Nathan cleared his throat. “We think whoever is doing this somehow has a way of learning about things going on in our community. He had some dealings with Vernon. He also seemed to know Henry was helping the investigator, and that Henry’s workshop was full of old lumber.”
“And you expect him to just approach one of your traps.” Clyde stood and began pacing back and forth in front of them.
“How can he resist?” Silas asked. “He likes to burn things up. This stuff is sitting there waiting, and it’s on Amish land.”
“What was your plan when and if he showed?”
“To have lookouts stationed each evening at all three of the traps,” Nathan explained. “Each person has… um… borrowed cell phones to call the police when our guy shows, and they only take four-hour shifts so they can still do their work the next day.”
“And even if they did burn up one of the traps, so what?

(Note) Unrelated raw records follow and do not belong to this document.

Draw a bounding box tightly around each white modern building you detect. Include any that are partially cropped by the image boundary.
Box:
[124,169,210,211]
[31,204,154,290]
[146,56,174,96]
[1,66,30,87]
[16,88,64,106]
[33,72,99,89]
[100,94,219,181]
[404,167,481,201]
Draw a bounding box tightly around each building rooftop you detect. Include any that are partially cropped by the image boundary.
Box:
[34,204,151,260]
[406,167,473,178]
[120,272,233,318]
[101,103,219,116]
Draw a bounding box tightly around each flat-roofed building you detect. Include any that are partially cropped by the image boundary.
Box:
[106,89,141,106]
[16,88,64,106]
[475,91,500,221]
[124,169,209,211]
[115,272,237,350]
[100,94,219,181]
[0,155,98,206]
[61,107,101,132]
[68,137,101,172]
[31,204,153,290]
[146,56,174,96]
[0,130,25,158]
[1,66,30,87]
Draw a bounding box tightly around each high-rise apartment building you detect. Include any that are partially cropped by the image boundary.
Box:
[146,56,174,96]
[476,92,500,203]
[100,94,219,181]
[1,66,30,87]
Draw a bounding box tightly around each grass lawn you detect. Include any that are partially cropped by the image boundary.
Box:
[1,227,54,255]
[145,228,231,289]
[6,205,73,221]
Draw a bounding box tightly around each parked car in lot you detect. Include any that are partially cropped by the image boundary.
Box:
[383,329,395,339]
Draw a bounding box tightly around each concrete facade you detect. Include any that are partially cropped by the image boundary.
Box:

It wouldn’t hurt anyone.” Jesse shrugged. “But the police could catch him.”
Silas jumped in to his friends’ defense. “All we have to do is intercept him in the process and then sit on him… literally… until the authorities arrive.”
“And the three spots we settled on are far enough from any homestead that no one’s home
would get damaged in the process.” Naomi smiled, as if she’d answered a teacher’s question correctly.
“Someone could get hurt, though.” Katie Ann pulled her bottom lip in between her teeth. “I was in the newspaper fire, and I don’t want to see… couldn’t bear to see any of my friends go through the same thing.”
Nathan ran his fingers through his hair in frustration, causing it to stick out even more. “It wouldn’t be the same, though—”
“We’ve heard enough.” Marcus walked over to the office inside the barn and returned with a pad of paper and a pencil. He handed it to Jesse. “Write down the addresses where you put these traps.”
“Naomi and Jesse, we’ll take you home.” Clyde returned the crate to the area where Marcus kept his supplies.
Marcus nodded toward the house and then spoke to his son, Nathan. “You can go inside. We’ll speak more of this tomorrow.”
Marcus agreed to speak with the parents nearest him in the morning. Clyde said he would go to see Henry first thing, and they would divide up the task of notifying the rest of the families.
It was tight when they all climbed into the buggy—Emma and Clyde in the front, Silas, Katie Ann, Naomi, and Jesse in the back. Something told her the young people didn’t mind, that they were drawing solace being so close together. They were quiet, which didn’t mean anything. They could be thinking of another way to catch the arsonist now that their initial plan had been foiled. They probably had developed a sign language all their own.
If there was one thing Emma was sure of, it was that youngies had a stubborn streak wider than the Colorado sky.
Sixty-Three
Henry arrived home well past midnight.
Earlier, he’d paid Stuart at the cabin and thanked him for his time, and then he rode to the police station with Alvin and Abe in Alvin’s car. He sat through the questioning by both Meg Allen and Roy Grayson. In the end, both the investigator and sheriff agreed that the photos looked as though they had been altered with a computer program. This was after studying them with a magnifying glass and consulting with one of their technicians.